Opinion
No. 05-11-00173-CR
01-31-2013
On Appeal from the Criminal District Court No. 2 Dallas County, Texas
Trial Court Cause No. F10-58452-I
MEMORANDUM OPINION
Before Justices Moseley, Francis, and Lang
Opinion By Justice Francis
David Negus Cobourn appeals his conviction for evading arrest or detention after having been convicted previously of the same offense. Appellant pleaded not guilty and requested a jury trial. After finding appellant guilty, the jury assessed punishment, enhanced by two prior convictions, at four years and six months in prison. In two issues, appellant claims the trial court erred by failing to admonish him on the range of possible punishments on pleas of true to enhancement allegations and the evidence is insufficient to connect him to the second prior conviction. We affirm.
In his first issue, appellant claims the trial court failed to admonish him on the applicable range of punishment on his pleas of true to the two enhancement paragraphs. He argues his pleas were therefore involuntary and the error was not harmless because nothing in the record indicates he was aware of the punishment range.
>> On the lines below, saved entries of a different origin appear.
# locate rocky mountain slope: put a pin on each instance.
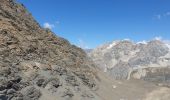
(126, 59)
(37, 65)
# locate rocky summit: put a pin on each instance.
(37, 64)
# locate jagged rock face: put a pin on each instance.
(125, 59)
(33, 59)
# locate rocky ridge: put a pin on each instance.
(35, 63)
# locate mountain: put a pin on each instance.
(126, 59)
(35, 64)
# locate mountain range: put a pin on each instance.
(36, 64)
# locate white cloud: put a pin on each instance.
(142, 42)
(163, 15)
(168, 14)
(82, 44)
(158, 16)
(48, 25)
(158, 38)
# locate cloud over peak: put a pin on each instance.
(48, 25)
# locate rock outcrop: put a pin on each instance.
(35, 63)
(125, 59)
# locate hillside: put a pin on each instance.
(36, 64)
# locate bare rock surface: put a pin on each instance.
(35, 64)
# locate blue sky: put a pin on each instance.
(89, 23)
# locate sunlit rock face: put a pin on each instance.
(34, 63)
(126, 59)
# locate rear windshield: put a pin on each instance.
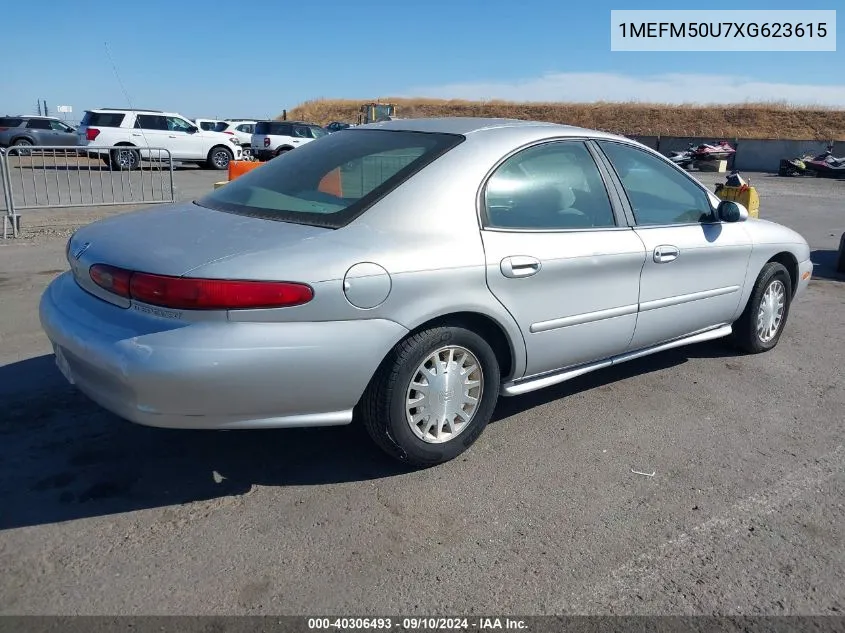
(102, 119)
(273, 128)
(331, 181)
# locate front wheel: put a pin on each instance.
(219, 158)
(759, 327)
(432, 396)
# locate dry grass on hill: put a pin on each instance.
(750, 120)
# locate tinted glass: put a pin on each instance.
(151, 122)
(273, 128)
(550, 186)
(177, 124)
(658, 192)
(331, 182)
(102, 119)
(38, 124)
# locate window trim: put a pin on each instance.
(629, 209)
(351, 213)
(616, 206)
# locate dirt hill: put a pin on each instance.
(751, 120)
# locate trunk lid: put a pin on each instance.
(177, 239)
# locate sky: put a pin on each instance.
(257, 57)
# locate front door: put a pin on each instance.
(695, 266)
(559, 255)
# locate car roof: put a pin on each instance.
(473, 125)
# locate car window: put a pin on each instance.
(151, 122)
(659, 194)
(177, 124)
(102, 119)
(550, 186)
(329, 183)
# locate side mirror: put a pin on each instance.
(730, 211)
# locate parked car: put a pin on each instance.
(336, 126)
(273, 138)
(154, 129)
(242, 129)
(25, 131)
(410, 272)
(209, 125)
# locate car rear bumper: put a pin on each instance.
(215, 374)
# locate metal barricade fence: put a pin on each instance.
(42, 177)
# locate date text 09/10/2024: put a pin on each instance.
(417, 624)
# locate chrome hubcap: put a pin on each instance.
(221, 159)
(770, 315)
(444, 394)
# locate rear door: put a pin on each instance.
(560, 256)
(187, 144)
(40, 131)
(695, 266)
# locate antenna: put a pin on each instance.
(123, 89)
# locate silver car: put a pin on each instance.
(408, 273)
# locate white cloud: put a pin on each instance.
(665, 88)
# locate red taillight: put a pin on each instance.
(187, 293)
(110, 278)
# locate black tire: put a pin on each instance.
(383, 403)
(219, 158)
(840, 260)
(125, 159)
(21, 143)
(745, 332)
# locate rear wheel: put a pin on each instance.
(219, 158)
(125, 159)
(759, 327)
(22, 144)
(433, 396)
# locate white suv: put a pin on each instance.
(154, 129)
(241, 128)
(272, 138)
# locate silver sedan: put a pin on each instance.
(407, 274)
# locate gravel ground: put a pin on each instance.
(744, 514)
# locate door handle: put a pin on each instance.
(520, 266)
(666, 253)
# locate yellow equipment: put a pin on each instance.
(746, 195)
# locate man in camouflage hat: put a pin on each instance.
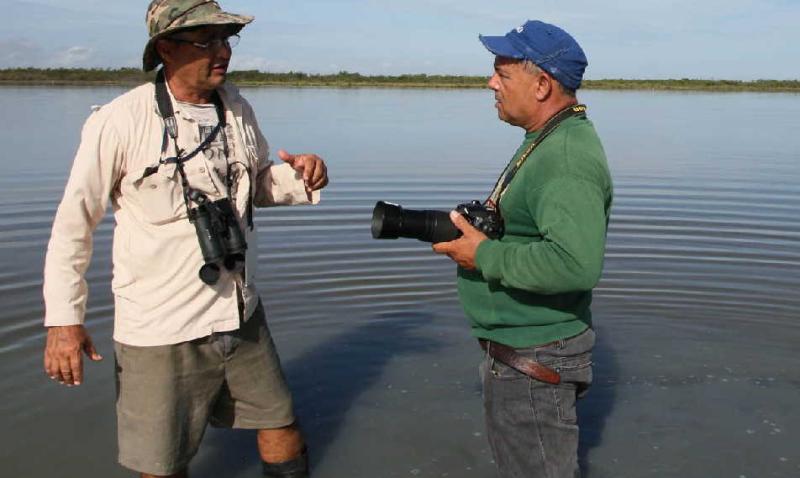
(178, 158)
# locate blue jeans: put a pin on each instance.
(532, 426)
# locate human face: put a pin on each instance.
(200, 69)
(514, 91)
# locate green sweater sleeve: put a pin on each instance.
(570, 215)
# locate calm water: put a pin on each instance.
(697, 365)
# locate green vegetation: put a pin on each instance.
(344, 79)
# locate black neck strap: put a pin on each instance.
(493, 202)
(164, 103)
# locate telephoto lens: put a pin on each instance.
(390, 221)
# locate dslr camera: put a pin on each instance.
(221, 239)
(390, 221)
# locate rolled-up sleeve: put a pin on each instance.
(95, 172)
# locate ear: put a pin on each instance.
(544, 87)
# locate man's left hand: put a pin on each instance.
(463, 249)
(311, 166)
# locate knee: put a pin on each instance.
(280, 444)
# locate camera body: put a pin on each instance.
(221, 239)
(390, 221)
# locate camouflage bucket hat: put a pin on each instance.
(168, 16)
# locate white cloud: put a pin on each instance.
(73, 57)
(254, 62)
(20, 53)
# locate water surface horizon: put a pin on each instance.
(696, 373)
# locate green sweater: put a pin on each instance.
(534, 285)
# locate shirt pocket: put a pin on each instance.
(157, 195)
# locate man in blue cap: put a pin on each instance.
(527, 294)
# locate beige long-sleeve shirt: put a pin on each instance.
(159, 297)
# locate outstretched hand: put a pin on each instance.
(311, 166)
(463, 249)
(63, 359)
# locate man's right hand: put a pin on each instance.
(63, 360)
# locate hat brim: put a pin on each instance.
(150, 58)
(500, 46)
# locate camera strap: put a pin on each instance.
(493, 202)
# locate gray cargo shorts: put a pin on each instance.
(167, 394)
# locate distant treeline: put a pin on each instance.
(344, 79)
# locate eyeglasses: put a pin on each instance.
(213, 44)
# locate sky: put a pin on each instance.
(709, 39)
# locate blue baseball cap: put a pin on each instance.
(549, 47)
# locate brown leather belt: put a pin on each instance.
(529, 367)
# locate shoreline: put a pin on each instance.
(131, 76)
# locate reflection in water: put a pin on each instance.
(696, 312)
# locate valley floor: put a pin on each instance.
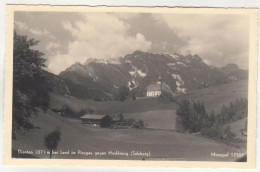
(159, 144)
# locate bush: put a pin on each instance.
(211, 133)
(106, 122)
(52, 140)
(139, 124)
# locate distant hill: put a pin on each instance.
(139, 69)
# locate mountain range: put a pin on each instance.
(98, 78)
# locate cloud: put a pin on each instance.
(218, 39)
(35, 31)
(98, 35)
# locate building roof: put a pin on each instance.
(154, 87)
(91, 116)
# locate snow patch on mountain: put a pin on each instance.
(174, 56)
(131, 85)
(180, 63)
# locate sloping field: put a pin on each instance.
(76, 137)
(215, 97)
(237, 127)
(157, 119)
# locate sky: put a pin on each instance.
(67, 37)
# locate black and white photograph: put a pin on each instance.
(122, 85)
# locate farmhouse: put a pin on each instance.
(93, 120)
(155, 90)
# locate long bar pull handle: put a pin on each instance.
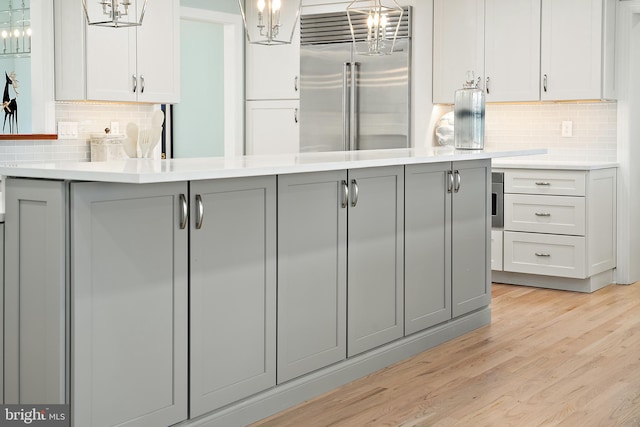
(199, 211)
(346, 120)
(345, 194)
(354, 200)
(353, 142)
(184, 212)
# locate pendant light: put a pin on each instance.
(374, 25)
(114, 13)
(270, 22)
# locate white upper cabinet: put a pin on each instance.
(512, 50)
(525, 50)
(139, 64)
(458, 45)
(273, 71)
(572, 49)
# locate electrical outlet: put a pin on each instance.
(67, 130)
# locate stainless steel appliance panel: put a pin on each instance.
(323, 73)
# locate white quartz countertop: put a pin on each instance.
(139, 171)
(545, 163)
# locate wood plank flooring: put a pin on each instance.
(549, 358)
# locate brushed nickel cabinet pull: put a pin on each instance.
(354, 185)
(345, 194)
(199, 212)
(184, 212)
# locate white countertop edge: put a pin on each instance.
(144, 171)
(552, 164)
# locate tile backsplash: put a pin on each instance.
(508, 126)
(92, 118)
(594, 128)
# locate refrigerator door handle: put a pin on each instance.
(353, 140)
(346, 115)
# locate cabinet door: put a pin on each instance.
(158, 53)
(35, 299)
(272, 127)
(375, 243)
(312, 272)
(512, 50)
(272, 72)
(471, 247)
(427, 280)
(110, 63)
(233, 290)
(458, 45)
(571, 51)
(129, 302)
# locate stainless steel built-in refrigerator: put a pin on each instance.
(350, 101)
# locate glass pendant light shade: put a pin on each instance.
(374, 25)
(114, 13)
(270, 22)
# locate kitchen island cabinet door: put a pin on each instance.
(471, 238)
(129, 304)
(427, 246)
(35, 298)
(233, 290)
(375, 242)
(312, 272)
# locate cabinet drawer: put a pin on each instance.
(553, 182)
(544, 214)
(496, 250)
(546, 254)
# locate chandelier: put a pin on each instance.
(270, 22)
(113, 13)
(374, 25)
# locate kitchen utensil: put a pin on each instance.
(130, 143)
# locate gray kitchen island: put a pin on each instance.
(215, 292)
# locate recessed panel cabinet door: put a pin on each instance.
(129, 304)
(312, 272)
(375, 295)
(233, 290)
(471, 238)
(35, 321)
(427, 246)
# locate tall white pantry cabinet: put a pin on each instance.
(525, 50)
(137, 64)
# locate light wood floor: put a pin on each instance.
(549, 358)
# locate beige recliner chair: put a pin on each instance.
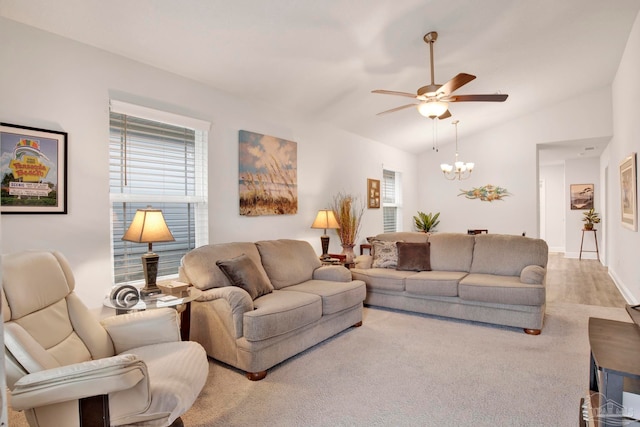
(59, 357)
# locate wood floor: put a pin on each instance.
(581, 282)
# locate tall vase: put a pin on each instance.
(347, 251)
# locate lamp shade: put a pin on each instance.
(325, 219)
(148, 226)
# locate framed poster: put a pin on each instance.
(628, 199)
(34, 170)
(268, 175)
(373, 193)
(581, 196)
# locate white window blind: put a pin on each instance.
(158, 164)
(390, 201)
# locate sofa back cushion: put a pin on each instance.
(288, 262)
(403, 236)
(451, 251)
(507, 255)
(199, 265)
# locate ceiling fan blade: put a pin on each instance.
(456, 83)
(498, 97)
(444, 115)
(393, 92)
(397, 109)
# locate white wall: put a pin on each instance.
(50, 82)
(554, 207)
(624, 244)
(506, 156)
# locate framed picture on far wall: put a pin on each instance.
(34, 170)
(581, 196)
(628, 199)
(373, 193)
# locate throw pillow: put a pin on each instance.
(385, 254)
(243, 273)
(414, 256)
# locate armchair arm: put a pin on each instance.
(133, 330)
(72, 382)
(334, 273)
(238, 301)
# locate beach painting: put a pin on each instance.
(581, 196)
(268, 180)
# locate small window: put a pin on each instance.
(162, 165)
(391, 201)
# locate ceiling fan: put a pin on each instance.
(434, 99)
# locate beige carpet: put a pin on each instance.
(411, 370)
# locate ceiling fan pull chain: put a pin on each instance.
(435, 135)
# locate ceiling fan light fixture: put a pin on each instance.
(459, 170)
(432, 109)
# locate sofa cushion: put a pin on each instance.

The Texas Code of Criminal Procedure requires a trial court to admonish a defendant in a felony case on the applicable range of punishment before accepting a plea of guilty or nolo contendere; it does not, however, apply to a plea of true to an enhancement paragraph. See TEX. CODE CRIM. PROC. ANN. art. 26.13(a)(1) (West Supp. 2012); Sylvester v. State, 615 S.W.2d 734, 736-37 (Tex. Crim. App. [Panel Op.] 1981). An admonishment on the punishment range for a plea of true is discretionary with the trial court and is not required under Texas law. Harvey v. State, 611 S.W.2d 108, 112 (Tex. Crim. App. 1981) (op. on reh'g).
Appellant pleaded not guilty to the primary offense in this case; therefore, he was not given the admonishments associated with entering a guilty plea. After the jury found him guilty, appellant then pleaded true to the two enhancements. No error resulted from the trial court's failure to admonish appellant with respect to the punishment range associated with his pleas of true, and his pleas were not involuntary.
Furthermore, we note that, after appellant was arraigned, defense counsel informed the trial court appellant's request for a nine-month plea offer had been denied. The trial court replied, "Okay. And [the range is] 2 to 10?" Defense counsel responded that it was. And during voir dire, both defense counsel and the State referred to appellant's punishment range being potentially two to ten years because of the two prior felony conviction enhancements. Thus, appellant knew the enhanced range of punishment before pleading true to the enhancement paragraphs. We overrule appellant's first issue.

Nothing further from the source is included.